When actually plotting it, we usually represent SNR in dB, which is essentially just using a log scale for the x-axis:

../_images/shannon_limit.svg

If you see Shannon limit plots elsewhere that look a little different, they are probably using an x-axis of “energy per bit” or E_b/N_0, which is just an alternative to working in SNR.

It might help simplify things to realize when the SNR is fairly high (e.g. 10 dB or higher), the Shannon limit can be approximated as log_2 \left( \mathrm{SNR_{dB}} \right) which is roughly (\mathrm{SNR_{dB}})/3. For example, at 24 dB SNR you’re looking at 8 bits/sec/Hz, so if you have 1 MHz to use, that’s 8 Mbps. You might be thinking “well that’s just the theoretical limit”, but modern communications get fairly close to that limit, so at a minimum it gives you a rough ballpark. You can always cut that number in half to take into account packet/frame overhead and non-ideal MCS.

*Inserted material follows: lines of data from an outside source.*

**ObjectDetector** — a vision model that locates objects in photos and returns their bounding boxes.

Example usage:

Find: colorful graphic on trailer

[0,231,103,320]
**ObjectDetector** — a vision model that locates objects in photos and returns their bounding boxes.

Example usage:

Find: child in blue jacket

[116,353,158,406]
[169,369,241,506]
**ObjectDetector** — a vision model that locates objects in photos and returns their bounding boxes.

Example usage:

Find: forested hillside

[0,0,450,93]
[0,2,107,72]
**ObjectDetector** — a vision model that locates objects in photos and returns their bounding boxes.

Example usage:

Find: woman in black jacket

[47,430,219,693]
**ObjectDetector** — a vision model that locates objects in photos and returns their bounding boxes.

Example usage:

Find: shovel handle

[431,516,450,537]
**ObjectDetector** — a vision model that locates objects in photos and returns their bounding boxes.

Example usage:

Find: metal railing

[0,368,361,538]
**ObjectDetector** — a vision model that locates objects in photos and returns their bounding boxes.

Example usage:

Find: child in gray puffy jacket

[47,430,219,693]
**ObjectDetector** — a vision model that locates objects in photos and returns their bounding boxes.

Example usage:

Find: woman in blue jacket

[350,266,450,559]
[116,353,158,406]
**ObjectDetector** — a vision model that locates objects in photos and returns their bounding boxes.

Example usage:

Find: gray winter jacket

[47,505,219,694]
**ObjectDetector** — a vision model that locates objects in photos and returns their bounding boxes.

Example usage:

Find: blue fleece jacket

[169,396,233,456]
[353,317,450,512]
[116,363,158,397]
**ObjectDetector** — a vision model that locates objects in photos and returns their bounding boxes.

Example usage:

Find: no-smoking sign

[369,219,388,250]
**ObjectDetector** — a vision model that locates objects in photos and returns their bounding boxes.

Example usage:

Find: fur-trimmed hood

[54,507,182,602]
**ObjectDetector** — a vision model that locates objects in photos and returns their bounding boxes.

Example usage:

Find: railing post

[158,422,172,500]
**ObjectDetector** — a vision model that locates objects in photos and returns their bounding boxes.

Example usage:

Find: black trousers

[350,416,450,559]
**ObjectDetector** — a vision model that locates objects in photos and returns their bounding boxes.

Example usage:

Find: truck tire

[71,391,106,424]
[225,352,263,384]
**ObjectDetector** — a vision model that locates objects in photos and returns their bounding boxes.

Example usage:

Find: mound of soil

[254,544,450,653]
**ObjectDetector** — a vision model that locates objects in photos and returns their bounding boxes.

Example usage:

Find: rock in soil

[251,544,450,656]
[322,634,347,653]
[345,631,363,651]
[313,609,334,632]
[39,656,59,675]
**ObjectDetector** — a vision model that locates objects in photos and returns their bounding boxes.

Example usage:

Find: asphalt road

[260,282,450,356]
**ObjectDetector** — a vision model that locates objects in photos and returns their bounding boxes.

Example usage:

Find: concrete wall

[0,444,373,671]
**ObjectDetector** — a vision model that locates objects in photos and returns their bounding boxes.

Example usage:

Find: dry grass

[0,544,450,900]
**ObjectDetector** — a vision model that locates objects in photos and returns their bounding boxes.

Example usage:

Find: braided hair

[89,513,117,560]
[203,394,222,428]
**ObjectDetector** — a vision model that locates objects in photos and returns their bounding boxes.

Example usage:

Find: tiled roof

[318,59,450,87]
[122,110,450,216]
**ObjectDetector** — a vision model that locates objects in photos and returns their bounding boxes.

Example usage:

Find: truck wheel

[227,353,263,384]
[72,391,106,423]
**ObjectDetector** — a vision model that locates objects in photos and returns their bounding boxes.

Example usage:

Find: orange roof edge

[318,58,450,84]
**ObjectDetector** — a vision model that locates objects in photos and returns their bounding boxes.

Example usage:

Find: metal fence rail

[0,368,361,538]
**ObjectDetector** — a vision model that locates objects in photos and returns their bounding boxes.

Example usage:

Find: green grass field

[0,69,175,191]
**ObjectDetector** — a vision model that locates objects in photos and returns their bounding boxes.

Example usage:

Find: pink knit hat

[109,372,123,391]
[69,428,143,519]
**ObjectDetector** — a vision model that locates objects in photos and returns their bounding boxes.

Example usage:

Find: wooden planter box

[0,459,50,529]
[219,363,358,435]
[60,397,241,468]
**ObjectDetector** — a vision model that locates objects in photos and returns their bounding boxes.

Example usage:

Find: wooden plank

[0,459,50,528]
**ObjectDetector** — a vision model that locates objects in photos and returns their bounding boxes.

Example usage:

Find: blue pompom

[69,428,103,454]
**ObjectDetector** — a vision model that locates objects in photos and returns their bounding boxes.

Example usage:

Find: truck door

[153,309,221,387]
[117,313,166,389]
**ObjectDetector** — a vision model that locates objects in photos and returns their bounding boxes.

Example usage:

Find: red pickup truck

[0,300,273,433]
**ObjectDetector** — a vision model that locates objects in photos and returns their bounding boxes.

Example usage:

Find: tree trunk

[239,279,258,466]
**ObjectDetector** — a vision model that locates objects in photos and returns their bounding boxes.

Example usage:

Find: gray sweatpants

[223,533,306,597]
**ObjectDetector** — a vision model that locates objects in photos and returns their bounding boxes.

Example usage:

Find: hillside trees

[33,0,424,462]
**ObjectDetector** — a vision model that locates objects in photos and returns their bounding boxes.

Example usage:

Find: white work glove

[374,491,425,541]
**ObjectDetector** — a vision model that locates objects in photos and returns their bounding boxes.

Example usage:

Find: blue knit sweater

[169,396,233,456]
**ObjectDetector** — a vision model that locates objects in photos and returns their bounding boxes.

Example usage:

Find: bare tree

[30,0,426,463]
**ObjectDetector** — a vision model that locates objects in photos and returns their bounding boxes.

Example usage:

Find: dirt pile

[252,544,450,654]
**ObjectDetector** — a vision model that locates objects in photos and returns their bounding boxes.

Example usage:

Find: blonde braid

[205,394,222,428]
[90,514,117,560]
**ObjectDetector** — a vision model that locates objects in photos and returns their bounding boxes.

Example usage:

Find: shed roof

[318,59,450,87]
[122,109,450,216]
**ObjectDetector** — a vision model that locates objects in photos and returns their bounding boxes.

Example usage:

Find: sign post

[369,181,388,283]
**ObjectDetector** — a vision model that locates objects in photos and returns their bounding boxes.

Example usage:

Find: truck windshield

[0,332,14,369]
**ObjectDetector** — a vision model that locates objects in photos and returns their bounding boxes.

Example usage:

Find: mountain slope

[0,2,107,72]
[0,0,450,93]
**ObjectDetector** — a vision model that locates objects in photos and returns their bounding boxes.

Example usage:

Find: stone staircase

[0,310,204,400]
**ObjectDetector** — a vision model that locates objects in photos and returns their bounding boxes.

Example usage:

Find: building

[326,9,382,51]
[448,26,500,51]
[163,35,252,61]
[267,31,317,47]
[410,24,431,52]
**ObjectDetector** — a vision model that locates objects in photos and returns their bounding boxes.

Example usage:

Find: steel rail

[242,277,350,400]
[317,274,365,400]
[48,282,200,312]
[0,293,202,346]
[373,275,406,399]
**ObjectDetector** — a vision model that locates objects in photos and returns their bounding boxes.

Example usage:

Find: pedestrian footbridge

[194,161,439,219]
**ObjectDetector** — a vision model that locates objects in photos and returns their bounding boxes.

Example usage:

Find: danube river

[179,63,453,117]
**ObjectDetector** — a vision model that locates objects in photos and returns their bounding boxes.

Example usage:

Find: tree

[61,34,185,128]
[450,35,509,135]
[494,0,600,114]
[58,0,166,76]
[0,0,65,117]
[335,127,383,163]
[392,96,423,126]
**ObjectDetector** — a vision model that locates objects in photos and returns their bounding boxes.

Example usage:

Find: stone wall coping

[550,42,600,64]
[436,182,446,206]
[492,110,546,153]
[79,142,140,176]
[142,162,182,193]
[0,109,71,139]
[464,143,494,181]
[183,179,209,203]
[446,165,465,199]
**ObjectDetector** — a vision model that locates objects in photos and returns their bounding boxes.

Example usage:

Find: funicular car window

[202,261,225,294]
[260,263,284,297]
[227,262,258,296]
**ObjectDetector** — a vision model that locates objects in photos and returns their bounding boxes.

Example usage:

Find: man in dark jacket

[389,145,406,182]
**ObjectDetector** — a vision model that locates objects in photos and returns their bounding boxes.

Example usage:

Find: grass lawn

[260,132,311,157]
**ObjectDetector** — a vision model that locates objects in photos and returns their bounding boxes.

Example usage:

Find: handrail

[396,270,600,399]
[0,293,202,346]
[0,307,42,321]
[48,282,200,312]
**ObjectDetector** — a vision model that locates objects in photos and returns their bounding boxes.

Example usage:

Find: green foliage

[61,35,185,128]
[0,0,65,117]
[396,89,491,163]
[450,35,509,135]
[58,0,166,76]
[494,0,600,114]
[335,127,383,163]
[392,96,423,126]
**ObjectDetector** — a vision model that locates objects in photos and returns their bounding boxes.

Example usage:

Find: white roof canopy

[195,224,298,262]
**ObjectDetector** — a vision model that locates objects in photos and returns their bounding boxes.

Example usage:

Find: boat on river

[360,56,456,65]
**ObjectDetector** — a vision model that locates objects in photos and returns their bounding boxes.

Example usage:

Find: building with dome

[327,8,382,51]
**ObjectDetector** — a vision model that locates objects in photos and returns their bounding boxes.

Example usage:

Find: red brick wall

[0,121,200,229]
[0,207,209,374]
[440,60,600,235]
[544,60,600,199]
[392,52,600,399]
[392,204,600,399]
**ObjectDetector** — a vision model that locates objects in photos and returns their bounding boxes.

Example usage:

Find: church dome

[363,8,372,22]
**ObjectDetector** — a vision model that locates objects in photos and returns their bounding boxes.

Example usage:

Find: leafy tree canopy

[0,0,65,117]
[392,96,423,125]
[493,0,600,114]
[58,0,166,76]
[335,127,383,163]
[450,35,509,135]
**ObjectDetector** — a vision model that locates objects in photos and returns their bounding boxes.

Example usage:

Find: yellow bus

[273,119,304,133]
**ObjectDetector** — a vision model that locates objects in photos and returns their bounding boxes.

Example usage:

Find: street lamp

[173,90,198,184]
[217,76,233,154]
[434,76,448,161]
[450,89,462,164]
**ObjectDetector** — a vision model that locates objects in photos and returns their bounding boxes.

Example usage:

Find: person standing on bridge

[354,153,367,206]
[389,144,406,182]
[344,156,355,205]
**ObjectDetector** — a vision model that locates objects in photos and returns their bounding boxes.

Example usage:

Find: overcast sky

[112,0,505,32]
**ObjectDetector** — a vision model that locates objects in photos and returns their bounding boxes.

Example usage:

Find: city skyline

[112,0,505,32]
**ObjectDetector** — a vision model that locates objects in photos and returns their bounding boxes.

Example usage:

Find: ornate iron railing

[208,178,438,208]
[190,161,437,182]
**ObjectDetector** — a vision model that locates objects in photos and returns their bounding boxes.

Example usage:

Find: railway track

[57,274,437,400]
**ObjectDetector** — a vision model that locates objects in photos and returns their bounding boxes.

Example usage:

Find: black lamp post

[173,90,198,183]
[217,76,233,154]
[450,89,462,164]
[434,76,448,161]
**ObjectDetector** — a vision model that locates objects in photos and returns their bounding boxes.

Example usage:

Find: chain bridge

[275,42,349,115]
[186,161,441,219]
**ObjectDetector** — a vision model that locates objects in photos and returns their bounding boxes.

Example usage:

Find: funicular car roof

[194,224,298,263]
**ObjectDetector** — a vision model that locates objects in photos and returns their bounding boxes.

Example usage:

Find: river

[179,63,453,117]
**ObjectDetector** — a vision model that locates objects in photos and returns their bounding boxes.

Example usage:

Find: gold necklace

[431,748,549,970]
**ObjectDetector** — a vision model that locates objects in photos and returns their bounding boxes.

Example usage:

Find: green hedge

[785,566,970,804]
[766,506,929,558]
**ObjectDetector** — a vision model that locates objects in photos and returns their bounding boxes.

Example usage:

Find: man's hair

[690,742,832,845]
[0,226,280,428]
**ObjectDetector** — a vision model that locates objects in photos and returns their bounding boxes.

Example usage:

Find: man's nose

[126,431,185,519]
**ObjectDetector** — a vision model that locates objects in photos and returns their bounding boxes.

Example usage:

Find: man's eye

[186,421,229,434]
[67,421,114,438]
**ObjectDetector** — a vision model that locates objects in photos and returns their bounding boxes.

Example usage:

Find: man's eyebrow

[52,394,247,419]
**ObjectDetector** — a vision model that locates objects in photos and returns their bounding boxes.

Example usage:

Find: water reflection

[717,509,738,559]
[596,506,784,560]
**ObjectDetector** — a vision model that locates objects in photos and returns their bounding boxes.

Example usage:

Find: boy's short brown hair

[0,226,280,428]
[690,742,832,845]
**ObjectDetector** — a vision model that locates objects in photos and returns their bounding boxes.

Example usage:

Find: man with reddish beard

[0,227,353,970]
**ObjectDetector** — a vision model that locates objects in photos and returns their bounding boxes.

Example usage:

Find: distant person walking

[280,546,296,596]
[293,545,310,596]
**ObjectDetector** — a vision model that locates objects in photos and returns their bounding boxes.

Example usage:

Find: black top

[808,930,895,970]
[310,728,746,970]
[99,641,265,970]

The max throughput of 802.11n WiFi operating in the 2.4 GHz band (which uses 20 MHz wide channels), according to the specs, is 300 Mbps. Obviously you could sit right next to your router and get an extremely high SNR, e.g. 60 dB, but to be reliable/practical the max throughput MCS (recall the staircase curve from above) is unlikely to require an SNR that high. You can even take a look at the MCS list for 802.11n. 802.11n goes up to 64-QAM, and combined with channel coding, it requires an SNR around 25 dB according to this table. That means, even at 60 dB SNR your WiFi will still use 64-QAM. So at 25 dB the Shannon limit is roughly 8.3 bits/s/Hz, which given 20 MHz of spectrum is 166 Mbps. But when you take into account MIMO, which we will cover in a future chapter, you can get four of those streams running in parallel, resulting in 664 Mbps. Cut that number in half and you get something very close to the advertised max speed of 300 Mbps, for 802.11n WiFi in the 2.4 GHz band.

The proof behind the Shannon limit is pretty crazy, it involves math that looks like this:

../_images/shannon_limit_proof.png

For more info see here.

State of the Art Codes

Currently, the best channel coding schemes are:

  1. Turbo codes, used in 3G, 4G, NASA’s spacecraft and many other places.
  2. LDPC codes, used in DVB-S2, WiMAX, IEEE 802.11n, and many others.

Both of these codes approach the Shannon Limit (i.e., almost hit it under certain SNRs). Hamming codes and other simpler codes get no where near the Shannon Limit. So from a research point of view, there is not a lot of room left to improve, in terms of the codes themselves. Current research is focusing more on making the decoding more computationally efficient, and on the adaptive aspect.

Low-density parity-check (LDPC) codes are a class of highly efficient linear block codes. They were first introduced by Robert G. Gallager in his PhD dissertation in 1960 at MIT. Due to the computational complexity in implementing them, they were ignored until the 1990s! He is 89 at the time of writing this, still alive, and has won many prizes for his work (decades after he did it). It is not patented, so free to use (unlike turbo codes), which is why it was used in many open protocols.

Turbo codes are based on convolutional codes. It’s a class of code that combines two or more simpler convolutional codes and an interleaver. The fundamental patent application for turbo codes was filed on April 23, 1991. The inventors were French, so when Qualcomm wanted to use turbo codes in CDMA for 3G they had to create a fee-bearing patent license agreement with France Telecom. The primary patent expired August 29, 2013.